Care providers: qualifying care relief: National Insurance Contributions
The taxable profit from providing foster or shared lives care is generally treated as earnings from self-employment for NICs purposes. Taxable profits are nil if gross receipts from providing the care do not exceed the qualifying amount. If gross receipts do exceed the qualifying amount, the carer can choose to calculate their taxable profits using the simplified method or the profit method and this applies also for NICs purposes.
All self-employed people aged 16 and over but below State Pension age are liable to pay Class 2 NICs at a flat rate.
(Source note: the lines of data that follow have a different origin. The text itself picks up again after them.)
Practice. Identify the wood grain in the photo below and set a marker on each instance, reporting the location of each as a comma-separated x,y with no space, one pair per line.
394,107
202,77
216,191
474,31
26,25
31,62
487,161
However, if the carer’s self-employed earnings are low, or even nil if the profits are exempt, the carer may be able to apply for the Small Earnings Exception.
Self-employed people are liable to pay Class 4 NICs if their taxable profits are above a threshold. The amount payable is based on the level of profits.
The rates and thresholds for Class 2 and Class 4 NICs liability are published on the HMRC website.
There are occasions when a carer is not treated as self-employed. This applies when the caring activities do not amount to the carrying on of a trade. An example might be when the carer provides occasional respite care. In this case, the taxable profits, if there are any, will be chargeable to Income Tax as miscellaneous income, rather than as trading income. This means that the carer is not liable to Class 2 or Class 4 NICs on those profits.
In practice, this distinction is only important for Class 2 NICs purposes. Where the provision of care does not amount to a trading activity, taxable profits are likely to be nil as receipts would not be expected to exceed the carer’s qualifying amount.